We did an open-label randomised controlled trial based at six Ministry of Health clinics in rural Mangochi District, Malawi. Health-care providers recruited adult women who presented at the six clinics or to CHWs in rural communities in the clinic catchment areas. Participants received DMPA-SC and were randomised (1:1) to receive provider-administered injections or training in how to self-inject DMPA-SC. Randomisation was done via a computer-generated block randomisation schedule with block sizes of four, six, and eight and stratified by study site, generated by an independent statistician. Self-injectors administered the first injection under observation and were sent home with three doses, written instructions, and a calendar. The provider-administered group received a DMPA-SC injection and a calendar, and were asked to return for subsequent injections. Data collectors contacted participants after the 14-week re-injection window at 3, 6, and 9 months to collect continuation data. At 12 months after enrolment or early discontinuation, women had their final interview, which included pregnancy testing. The primary outcome was discontinuation of DMPA-SC, as assessed in the intention-to-treat population. We used Kaplan-Meier methods to estimate the probabilities of continuation and a log-rank test to compare groups. Safety was assessed in the as-treated population, which consisted only of participants who successfully received at least one DMPA-SC injection after randomisation. This trial is registered with ClinicalTrials.gov, number NCT02293694.
This study lasted from Sept 17, 2015, to Feb 21, 2017. 731 women underwent randomisation, with 364 assigned to the self-administered group and 367 to the provider-administered group. One woman in the self-injection group withdrew at month 0. Treatment was discontinued by 99 women in the self-administered group and 199 women in the provider-administered group. The 12 month continuation rate was 73% in the self-injection group and 45% in the provider-administered group, giving an incidence rate ratio of 0·40 (95% CI 0·31-0·51; p<0·0001). Adverse events deemed to potentially be treatment-related were reported by ten women (20 events) in the self-administered group and 17 women (28 events) in the provider-administered group. Five serious adverse events were reported during the trial by four women; two events related to DMPA-SC (menorrhagia and anaemia requiring hospital admission) were reported by the same woman in the provider-administered group and resolved without sequelae. The other serious adverse events, including one death, were deemed to be unrelated to DMPA-SC.
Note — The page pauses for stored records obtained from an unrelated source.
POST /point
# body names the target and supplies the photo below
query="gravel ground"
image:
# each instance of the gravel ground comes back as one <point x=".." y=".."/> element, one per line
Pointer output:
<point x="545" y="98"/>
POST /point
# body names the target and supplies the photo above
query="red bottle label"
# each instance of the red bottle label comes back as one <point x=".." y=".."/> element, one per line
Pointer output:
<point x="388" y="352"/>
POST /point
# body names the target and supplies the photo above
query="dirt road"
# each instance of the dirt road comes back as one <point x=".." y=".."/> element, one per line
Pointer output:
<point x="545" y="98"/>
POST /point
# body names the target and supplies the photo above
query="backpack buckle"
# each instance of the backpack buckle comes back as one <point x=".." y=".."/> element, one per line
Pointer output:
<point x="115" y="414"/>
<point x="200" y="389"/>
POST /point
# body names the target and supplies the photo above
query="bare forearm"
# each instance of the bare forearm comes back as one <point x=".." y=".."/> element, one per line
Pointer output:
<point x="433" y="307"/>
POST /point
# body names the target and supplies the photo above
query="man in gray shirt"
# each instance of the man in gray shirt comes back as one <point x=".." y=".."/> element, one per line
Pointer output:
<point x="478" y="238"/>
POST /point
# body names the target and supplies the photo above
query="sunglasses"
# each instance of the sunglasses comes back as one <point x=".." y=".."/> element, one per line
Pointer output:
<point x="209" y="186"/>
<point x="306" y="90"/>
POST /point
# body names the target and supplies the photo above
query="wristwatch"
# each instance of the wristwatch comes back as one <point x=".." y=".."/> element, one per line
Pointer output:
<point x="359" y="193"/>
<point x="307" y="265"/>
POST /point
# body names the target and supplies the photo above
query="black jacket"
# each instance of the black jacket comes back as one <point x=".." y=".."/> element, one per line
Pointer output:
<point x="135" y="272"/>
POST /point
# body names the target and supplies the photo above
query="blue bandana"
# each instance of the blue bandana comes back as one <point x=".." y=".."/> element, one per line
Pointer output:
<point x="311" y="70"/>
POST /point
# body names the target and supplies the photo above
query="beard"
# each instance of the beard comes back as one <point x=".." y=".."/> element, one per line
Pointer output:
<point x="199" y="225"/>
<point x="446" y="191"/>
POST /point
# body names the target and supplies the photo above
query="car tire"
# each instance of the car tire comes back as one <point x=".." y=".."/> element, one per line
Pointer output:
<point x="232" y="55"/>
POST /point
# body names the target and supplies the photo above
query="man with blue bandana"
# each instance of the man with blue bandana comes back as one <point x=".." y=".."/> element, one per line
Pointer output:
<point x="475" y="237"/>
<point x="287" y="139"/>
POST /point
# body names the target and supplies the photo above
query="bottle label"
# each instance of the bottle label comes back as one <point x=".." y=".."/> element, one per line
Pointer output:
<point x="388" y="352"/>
Women who self-injected DMPA-SC had significantly higher rates of continuation than those receiving provider-injected DMPA-SC. Community-based provision of injectable contraception for self-injection in low-resource settings seems to be safe and feasible. Self-administration of DMPA-SC should be made widely available.
United States Agency for International Development and Children's Investment Fund Foundation.